Louis Lteif, assistant professor of pharmacy practice in infectious diseases and board-certified pharmacotherapy specialist at the University of Hawaii in Hilo, concurs. “The program is very intense and robust, covering diverse topics in-depth and ensuring students have a deep understanding of disease states beyond the basics,” he says. “I believe this is vital to securing clinical specialty positions, as pharmacy is continuously advancing, and pharmacists are now expected to know more than just about medications.”
LAU’s PharmD program is geared to provide built-in opportunities for graduates in diverse fields and settings. It holds itself to the advanced standards of pharmacy education in line with the American Accreditation Council for Pharmacy Education (ACPE).
“The transition was smooth with no major roadblocks,” says Cynthia El Rahi, clinical pharmacy specialist and board-certified oncology specialist at Houston Methodist in Texas. And because the school is a member of the American Association of Colleges of Pharmacy (AACP), licensing becomes much easier.
The PharmD program’s clinical practice element is another major factor in the success of graduates. Mary Nauffal, a hematology/oncology clinical pharmacy specialist at the Brigham and Women’s Hospital, a teaching affiliate of Harvard Medical School in Boston, says the experience she gained as a student at the SOP helped reassure her that she was making the right career choice. “The hands-on experience solidified my desire to pursue a career in clinical pharmacy. The extensive experiential learning offered me confidence, independence, adaptability and flexibility to thrive in new settings.”

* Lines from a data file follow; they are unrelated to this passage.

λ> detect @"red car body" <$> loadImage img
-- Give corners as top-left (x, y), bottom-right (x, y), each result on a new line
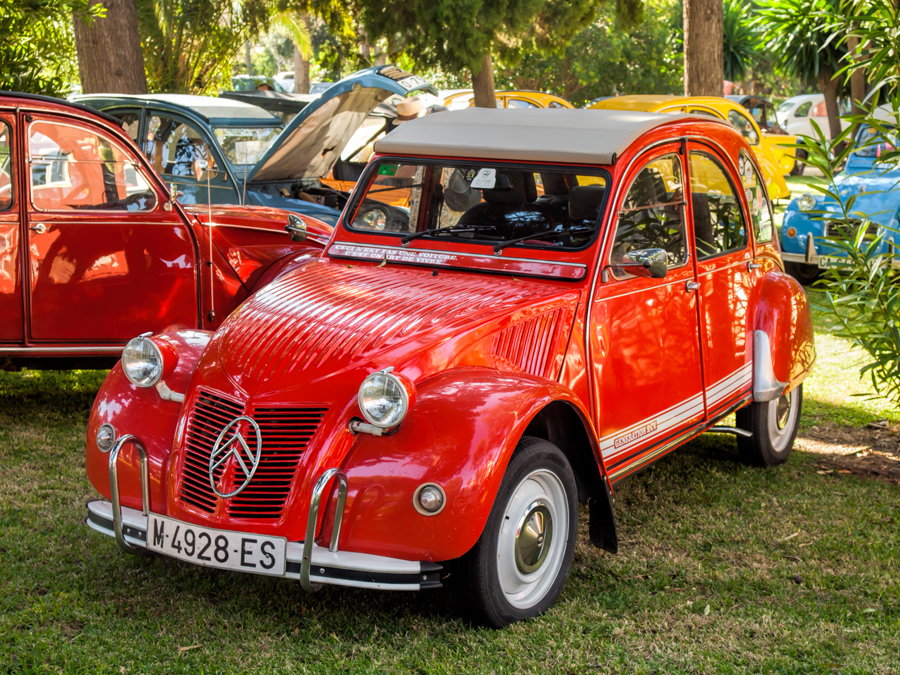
top-left (87, 109), bottom-right (815, 626)
top-left (0, 94), bottom-right (331, 366)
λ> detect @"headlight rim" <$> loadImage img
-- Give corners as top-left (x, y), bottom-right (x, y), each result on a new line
top-left (356, 367), bottom-right (415, 430)
top-left (121, 335), bottom-right (166, 389)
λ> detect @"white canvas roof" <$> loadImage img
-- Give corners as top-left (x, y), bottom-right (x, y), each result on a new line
top-left (375, 108), bottom-right (713, 164)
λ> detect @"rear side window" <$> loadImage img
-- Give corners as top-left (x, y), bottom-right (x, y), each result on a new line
top-left (610, 154), bottom-right (687, 274)
top-left (28, 121), bottom-right (156, 211)
top-left (738, 150), bottom-right (775, 244)
top-left (690, 152), bottom-right (747, 260)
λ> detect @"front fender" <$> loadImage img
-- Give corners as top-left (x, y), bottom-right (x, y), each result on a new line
top-left (323, 368), bottom-right (587, 561)
top-left (85, 330), bottom-right (212, 514)
top-left (753, 270), bottom-right (816, 401)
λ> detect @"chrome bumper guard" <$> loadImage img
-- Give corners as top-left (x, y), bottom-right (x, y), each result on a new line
top-left (85, 446), bottom-right (443, 591)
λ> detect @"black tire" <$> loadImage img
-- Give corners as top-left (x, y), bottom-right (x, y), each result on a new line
top-left (784, 262), bottom-right (821, 286)
top-left (461, 436), bottom-right (578, 628)
top-left (737, 384), bottom-right (803, 466)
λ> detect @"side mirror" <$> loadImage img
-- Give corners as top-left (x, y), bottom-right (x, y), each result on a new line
top-left (284, 213), bottom-right (306, 241)
top-left (615, 248), bottom-right (669, 279)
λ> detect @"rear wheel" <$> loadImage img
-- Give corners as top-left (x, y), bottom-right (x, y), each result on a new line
top-left (463, 437), bottom-right (578, 628)
top-left (737, 385), bottom-right (803, 466)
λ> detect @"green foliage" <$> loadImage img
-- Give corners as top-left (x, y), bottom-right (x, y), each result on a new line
top-left (496, 0), bottom-right (684, 105)
top-left (0, 0), bottom-right (106, 96)
top-left (137, 0), bottom-right (279, 94)
top-left (722, 0), bottom-right (759, 82)
top-left (353, 0), bottom-right (598, 73)
top-left (757, 0), bottom-right (849, 91)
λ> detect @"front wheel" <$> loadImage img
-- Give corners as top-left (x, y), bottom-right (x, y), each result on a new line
top-left (737, 384), bottom-right (803, 466)
top-left (463, 437), bottom-right (578, 628)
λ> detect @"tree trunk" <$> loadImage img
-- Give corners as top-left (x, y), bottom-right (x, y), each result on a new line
top-left (294, 45), bottom-right (309, 94)
top-left (472, 52), bottom-right (497, 108)
top-left (684, 0), bottom-right (725, 96)
top-left (74, 0), bottom-right (147, 94)
top-left (818, 68), bottom-right (841, 138)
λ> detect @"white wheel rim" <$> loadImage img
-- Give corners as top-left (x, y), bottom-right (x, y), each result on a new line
top-left (766, 391), bottom-right (798, 452)
top-left (497, 469), bottom-right (569, 609)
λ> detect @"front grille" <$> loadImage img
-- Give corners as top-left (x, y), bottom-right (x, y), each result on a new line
top-left (228, 408), bottom-right (328, 518)
top-left (825, 220), bottom-right (878, 241)
top-left (179, 392), bottom-right (328, 519)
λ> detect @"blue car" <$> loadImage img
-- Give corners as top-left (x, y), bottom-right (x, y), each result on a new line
top-left (75, 65), bottom-right (437, 225)
top-left (781, 116), bottom-right (900, 283)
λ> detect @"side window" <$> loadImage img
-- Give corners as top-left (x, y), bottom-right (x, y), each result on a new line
top-left (143, 115), bottom-right (218, 181)
top-left (738, 151), bottom-right (775, 244)
top-left (0, 121), bottom-right (15, 211)
top-left (690, 152), bottom-right (747, 260)
top-left (28, 121), bottom-right (156, 211)
top-left (610, 154), bottom-right (687, 267)
top-left (728, 110), bottom-right (759, 145)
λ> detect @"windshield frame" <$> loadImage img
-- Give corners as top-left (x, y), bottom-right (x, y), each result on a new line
top-left (340, 155), bottom-right (612, 256)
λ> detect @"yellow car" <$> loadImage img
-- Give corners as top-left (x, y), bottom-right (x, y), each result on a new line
top-left (588, 94), bottom-right (797, 199)
top-left (444, 89), bottom-right (575, 110)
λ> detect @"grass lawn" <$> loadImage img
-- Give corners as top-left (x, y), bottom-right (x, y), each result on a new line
top-left (0, 304), bottom-right (900, 675)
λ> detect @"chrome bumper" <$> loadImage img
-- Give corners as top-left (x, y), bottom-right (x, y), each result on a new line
top-left (85, 436), bottom-right (443, 591)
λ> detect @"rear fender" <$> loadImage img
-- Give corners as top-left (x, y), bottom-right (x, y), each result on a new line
top-left (753, 270), bottom-right (816, 401)
top-left (322, 368), bottom-right (593, 561)
top-left (85, 330), bottom-right (212, 514)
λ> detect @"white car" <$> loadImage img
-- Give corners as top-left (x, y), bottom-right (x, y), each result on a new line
top-left (775, 94), bottom-right (850, 140)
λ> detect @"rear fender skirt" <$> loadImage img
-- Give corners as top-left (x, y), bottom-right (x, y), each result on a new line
top-left (751, 270), bottom-right (816, 401)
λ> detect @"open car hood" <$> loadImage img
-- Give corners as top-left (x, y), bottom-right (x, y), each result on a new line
top-left (247, 65), bottom-right (437, 183)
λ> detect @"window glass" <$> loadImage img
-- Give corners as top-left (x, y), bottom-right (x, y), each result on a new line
top-left (728, 110), bottom-right (759, 145)
top-left (0, 121), bottom-right (14, 211)
top-left (690, 152), bottom-right (747, 260)
top-left (738, 150), bottom-right (775, 244)
top-left (143, 115), bottom-right (218, 181)
top-left (28, 121), bottom-right (156, 211)
top-left (610, 154), bottom-right (687, 267)
top-left (352, 161), bottom-right (606, 252)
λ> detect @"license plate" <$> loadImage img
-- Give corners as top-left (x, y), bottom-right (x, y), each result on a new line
top-left (147, 514), bottom-right (287, 576)
top-left (819, 255), bottom-right (847, 270)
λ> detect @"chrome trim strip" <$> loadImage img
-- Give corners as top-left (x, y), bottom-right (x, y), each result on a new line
top-left (753, 330), bottom-right (788, 402)
top-left (109, 434), bottom-right (150, 553)
top-left (327, 241), bottom-right (588, 270)
top-left (300, 467), bottom-right (347, 593)
top-left (0, 345), bottom-right (125, 356)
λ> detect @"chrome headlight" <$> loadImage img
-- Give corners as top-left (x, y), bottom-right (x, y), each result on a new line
top-left (122, 336), bottom-right (163, 387)
top-left (797, 193), bottom-right (816, 211)
top-left (357, 368), bottom-right (415, 429)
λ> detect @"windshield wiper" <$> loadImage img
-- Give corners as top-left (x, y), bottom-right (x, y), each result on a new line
top-left (400, 225), bottom-right (495, 246)
top-left (494, 227), bottom-right (594, 254)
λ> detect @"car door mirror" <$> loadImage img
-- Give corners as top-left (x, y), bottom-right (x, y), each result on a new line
top-left (616, 248), bottom-right (669, 279)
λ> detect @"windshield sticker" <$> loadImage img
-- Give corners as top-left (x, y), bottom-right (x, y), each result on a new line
top-left (472, 169), bottom-right (497, 190)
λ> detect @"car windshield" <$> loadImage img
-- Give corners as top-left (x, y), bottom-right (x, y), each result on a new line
top-left (854, 124), bottom-right (900, 157)
top-left (348, 160), bottom-right (608, 250)
top-left (213, 127), bottom-right (282, 165)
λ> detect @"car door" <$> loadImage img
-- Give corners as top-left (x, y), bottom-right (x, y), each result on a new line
top-left (141, 110), bottom-right (241, 204)
top-left (0, 112), bottom-right (25, 343)
top-left (19, 114), bottom-right (198, 343)
top-left (589, 143), bottom-right (704, 482)
top-left (688, 142), bottom-right (753, 419)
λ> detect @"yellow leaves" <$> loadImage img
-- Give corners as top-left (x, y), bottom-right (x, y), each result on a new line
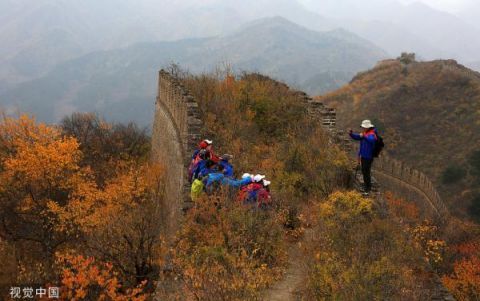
top-left (57, 254), bottom-right (146, 301)
top-left (320, 191), bottom-right (374, 226)
top-left (174, 193), bottom-right (285, 300)
top-left (411, 221), bottom-right (447, 267)
top-left (442, 256), bottom-right (480, 301)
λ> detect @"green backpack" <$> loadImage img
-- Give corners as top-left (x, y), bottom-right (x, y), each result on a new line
top-left (190, 179), bottom-right (204, 201)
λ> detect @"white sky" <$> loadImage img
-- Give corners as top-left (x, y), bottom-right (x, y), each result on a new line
top-left (400, 0), bottom-right (472, 13)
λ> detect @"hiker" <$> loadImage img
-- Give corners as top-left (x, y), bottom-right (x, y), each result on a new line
top-left (202, 161), bottom-right (225, 194)
top-left (193, 159), bottom-right (217, 179)
top-left (238, 175), bottom-right (265, 204)
top-left (192, 139), bottom-right (213, 160)
top-left (218, 154), bottom-right (233, 178)
top-left (349, 120), bottom-right (378, 195)
top-left (188, 149), bottom-right (210, 183)
top-left (257, 179), bottom-right (272, 209)
top-left (190, 179), bottom-right (205, 201)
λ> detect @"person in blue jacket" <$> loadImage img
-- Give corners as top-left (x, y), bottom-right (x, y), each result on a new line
top-left (218, 154), bottom-right (233, 179)
top-left (350, 120), bottom-right (378, 195)
top-left (193, 159), bottom-right (217, 180)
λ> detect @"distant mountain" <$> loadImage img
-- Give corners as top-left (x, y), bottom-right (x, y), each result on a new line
top-left (307, 0), bottom-right (480, 62)
top-left (0, 0), bottom-right (331, 88)
top-left (467, 61), bottom-right (480, 72)
top-left (0, 17), bottom-right (386, 124)
top-left (319, 60), bottom-right (480, 218)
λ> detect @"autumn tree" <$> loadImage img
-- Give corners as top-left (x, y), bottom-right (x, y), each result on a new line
top-left (57, 254), bottom-right (147, 301)
top-left (0, 116), bottom-right (95, 280)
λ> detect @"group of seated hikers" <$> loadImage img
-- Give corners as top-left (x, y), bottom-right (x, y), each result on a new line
top-left (188, 140), bottom-right (271, 208)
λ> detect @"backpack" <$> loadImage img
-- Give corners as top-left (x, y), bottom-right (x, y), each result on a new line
top-left (190, 179), bottom-right (204, 201)
top-left (373, 134), bottom-right (385, 158)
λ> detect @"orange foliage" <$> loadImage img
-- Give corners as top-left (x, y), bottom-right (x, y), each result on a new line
top-left (442, 256), bottom-right (480, 301)
top-left (59, 255), bottom-right (146, 301)
top-left (385, 192), bottom-right (420, 223)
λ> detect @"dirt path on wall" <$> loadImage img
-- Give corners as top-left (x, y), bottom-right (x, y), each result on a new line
top-left (263, 228), bottom-right (313, 301)
top-left (374, 170), bottom-right (442, 217)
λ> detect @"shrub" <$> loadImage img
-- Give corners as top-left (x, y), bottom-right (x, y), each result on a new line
top-left (468, 195), bottom-right (480, 222)
top-left (468, 151), bottom-right (480, 180)
top-left (174, 196), bottom-right (286, 300)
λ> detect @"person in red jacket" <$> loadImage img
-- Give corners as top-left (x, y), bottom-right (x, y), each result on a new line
top-left (188, 139), bottom-right (220, 180)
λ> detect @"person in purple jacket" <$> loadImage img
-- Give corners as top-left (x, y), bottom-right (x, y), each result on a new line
top-left (350, 120), bottom-right (378, 195)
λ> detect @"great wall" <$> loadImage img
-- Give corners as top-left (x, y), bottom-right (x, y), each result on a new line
top-left (152, 70), bottom-right (453, 300)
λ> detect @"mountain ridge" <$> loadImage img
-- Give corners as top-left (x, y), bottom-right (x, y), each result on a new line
top-left (0, 18), bottom-right (386, 122)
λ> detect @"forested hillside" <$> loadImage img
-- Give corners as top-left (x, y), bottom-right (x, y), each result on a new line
top-left (0, 74), bottom-right (479, 301)
top-left (319, 55), bottom-right (480, 219)
top-left (0, 17), bottom-right (386, 125)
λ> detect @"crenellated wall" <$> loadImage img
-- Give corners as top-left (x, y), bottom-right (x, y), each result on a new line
top-left (152, 70), bottom-right (203, 235)
top-left (374, 155), bottom-right (450, 220)
top-left (152, 70), bottom-right (453, 300)
top-left (152, 70), bottom-right (449, 230)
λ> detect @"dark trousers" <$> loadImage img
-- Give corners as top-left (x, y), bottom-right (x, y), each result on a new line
top-left (361, 158), bottom-right (373, 192)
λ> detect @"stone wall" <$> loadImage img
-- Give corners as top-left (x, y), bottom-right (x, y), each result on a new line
top-left (152, 70), bottom-right (203, 237)
top-left (374, 155), bottom-right (449, 220)
top-left (152, 70), bottom-right (449, 230)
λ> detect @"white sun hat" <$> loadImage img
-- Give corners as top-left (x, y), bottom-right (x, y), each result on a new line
top-left (361, 119), bottom-right (375, 129)
top-left (253, 175), bottom-right (265, 183)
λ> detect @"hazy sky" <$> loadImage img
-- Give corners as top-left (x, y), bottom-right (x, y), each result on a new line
top-left (401, 0), bottom-right (470, 13)
top-left (300, 0), bottom-right (472, 13)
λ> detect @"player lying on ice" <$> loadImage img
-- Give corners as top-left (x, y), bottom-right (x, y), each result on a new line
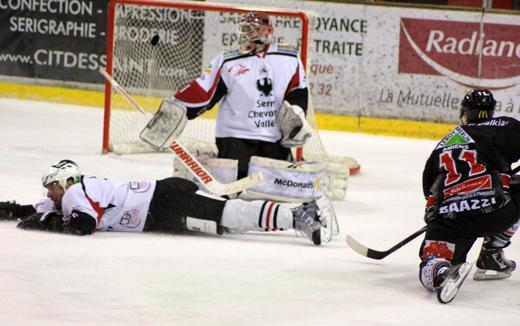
top-left (419, 89), bottom-right (520, 303)
top-left (0, 160), bottom-right (337, 245)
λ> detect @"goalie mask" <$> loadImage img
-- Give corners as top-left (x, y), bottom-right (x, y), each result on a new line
top-left (460, 89), bottom-right (497, 124)
top-left (42, 160), bottom-right (81, 190)
top-left (238, 11), bottom-right (273, 54)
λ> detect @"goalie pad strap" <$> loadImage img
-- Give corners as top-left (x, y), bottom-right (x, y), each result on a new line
top-left (186, 217), bottom-right (218, 234)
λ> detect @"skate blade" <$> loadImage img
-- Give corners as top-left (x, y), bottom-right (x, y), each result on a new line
top-left (473, 268), bottom-right (512, 281)
top-left (437, 263), bottom-right (473, 304)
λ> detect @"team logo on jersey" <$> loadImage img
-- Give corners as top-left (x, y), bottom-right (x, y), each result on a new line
top-left (421, 240), bottom-right (455, 260)
top-left (228, 65), bottom-right (249, 76)
top-left (256, 77), bottom-right (273, 96)
top-left (119, 211), bottom-right (141, 229)
top-left (436, 127), bottom-right (475, 149)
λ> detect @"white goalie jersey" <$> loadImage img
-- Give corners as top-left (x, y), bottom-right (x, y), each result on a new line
top-left (175, 44), bottom-right (307, 142)
top-left (62, 176), bottom-right (156, 232)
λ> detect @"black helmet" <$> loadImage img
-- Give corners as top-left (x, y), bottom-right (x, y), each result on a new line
top-left (460, 89), bottom-right (497, 123)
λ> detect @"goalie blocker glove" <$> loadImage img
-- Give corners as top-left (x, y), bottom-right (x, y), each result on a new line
top-left (276, 101), bottom-right (312, 148)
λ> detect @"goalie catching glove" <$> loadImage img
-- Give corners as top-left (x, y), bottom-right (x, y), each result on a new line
top-left (276, 101), bottom-right (312, 148)
top-left (139, 98), bottom-right (188, 150)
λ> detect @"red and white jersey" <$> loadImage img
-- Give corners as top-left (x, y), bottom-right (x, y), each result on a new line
top-left (61, 176), bottom-right (156, 232)
top-left (175, 44), bottom-right (307, 142)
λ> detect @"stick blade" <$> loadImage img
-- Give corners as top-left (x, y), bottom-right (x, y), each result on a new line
top-left (346, 235), bottom-right (388, 259)
top-left (346, 234), bottom-right (368, 257)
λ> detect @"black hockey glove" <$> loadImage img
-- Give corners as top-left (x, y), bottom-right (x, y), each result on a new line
top-left (0, 200), bottom-right (36, 220)
top-left (17, 211), bottom-right (63, 232)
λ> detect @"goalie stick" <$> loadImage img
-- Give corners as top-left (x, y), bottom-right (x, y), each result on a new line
top-left (99, 67), bottom-right (262, 196)
top-left (346, 225), bottom-right (426, 259)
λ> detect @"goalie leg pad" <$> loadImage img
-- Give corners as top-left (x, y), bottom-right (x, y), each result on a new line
top-left (173, 157), bottom-right (238, 192)
top-left (221, 199), bottom-right (293, 233)
top-left (240, 156), bottom-right (327, 202)
top-left (324, 163), bottom-right (350, 200)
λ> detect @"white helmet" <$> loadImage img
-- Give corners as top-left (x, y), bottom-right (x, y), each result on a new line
top-left (42, 160), bottom-right (81, 190)
top-left (238, 11), bottom-right (274, 54)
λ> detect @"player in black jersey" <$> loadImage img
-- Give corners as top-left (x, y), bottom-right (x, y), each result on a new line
top-left (419, 89), bottom-right (520, 296)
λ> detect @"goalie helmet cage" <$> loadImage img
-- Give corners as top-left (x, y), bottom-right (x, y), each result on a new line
top-left (103, 0), bottom-right (355, 174)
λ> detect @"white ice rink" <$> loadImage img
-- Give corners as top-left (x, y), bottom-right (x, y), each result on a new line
top-left (0, 99), bottom-right (520, 326)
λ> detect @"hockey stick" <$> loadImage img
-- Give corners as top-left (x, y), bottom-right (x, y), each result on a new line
top-left (346, 225), bottom-right (426, 259)
top-left (99, 67), bottom-right (262, 196)
top-left (346, 166), bottom-right (520, 259)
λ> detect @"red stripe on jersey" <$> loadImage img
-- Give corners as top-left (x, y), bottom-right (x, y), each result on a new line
top-left (175, 68), bottom-right (221, 106)
top-left (265, 202), bottom-right (275, 231)
top-left (285, 64), bottom-right (300, 96)
top-left (85, 194), bottom-right (105, 225)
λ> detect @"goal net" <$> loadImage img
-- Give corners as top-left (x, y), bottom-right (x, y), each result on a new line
top-left (103, 0), bottom-right (358, 176)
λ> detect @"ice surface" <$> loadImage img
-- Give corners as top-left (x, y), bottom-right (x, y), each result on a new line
top-left (0, 99), bottom-right (520, 326)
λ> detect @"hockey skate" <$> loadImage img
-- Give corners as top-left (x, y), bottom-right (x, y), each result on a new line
top-left (292, 197), bottom-right (339, 245)
top-left (0, 201), bottom-right (17, 220)
top-left (473, 247), bottom-right (516, 281)
top-left (437, 263), bottom-right (473, 304)
top-left (291, 202), bottom-right (321, 245)
top-left (316, 196), bottom-right (339, 242)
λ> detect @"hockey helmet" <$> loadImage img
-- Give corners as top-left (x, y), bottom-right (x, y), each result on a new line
top-left (460, 89), bottom-right (497, 123)
top-left (42, 160), bottom-right (81, 190)
top-left (238, 11), bottom-right (274, 53)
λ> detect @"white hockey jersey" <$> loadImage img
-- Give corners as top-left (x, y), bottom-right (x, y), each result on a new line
top-left (61, 176), bottom-right (156, 232)
top-left (175, 44), bottom-right (307, 142)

Caroline Der Nigoghossian, clinical pharmacy manager in the Neuro-Intensive Care Unit and board-certified critical care specialist at the Columbia University Medical Center/New York-Presbyterian Hospital, also attributes her success to her LAU roots. “My experience at LAU’s School of Pharmacy definitely prepared me for my current position,” she says.
Btaiche evaluates the success of the PharmD program on the high quality of education, faculty experience, and the caliber of students’ and graduates’ success. “Our graduates are achieving great things by distinguishing themselves in their commitment to lifelong learning and forging successful career paths, thereby enriching the legacy of LAU’s School of Pharmacy.”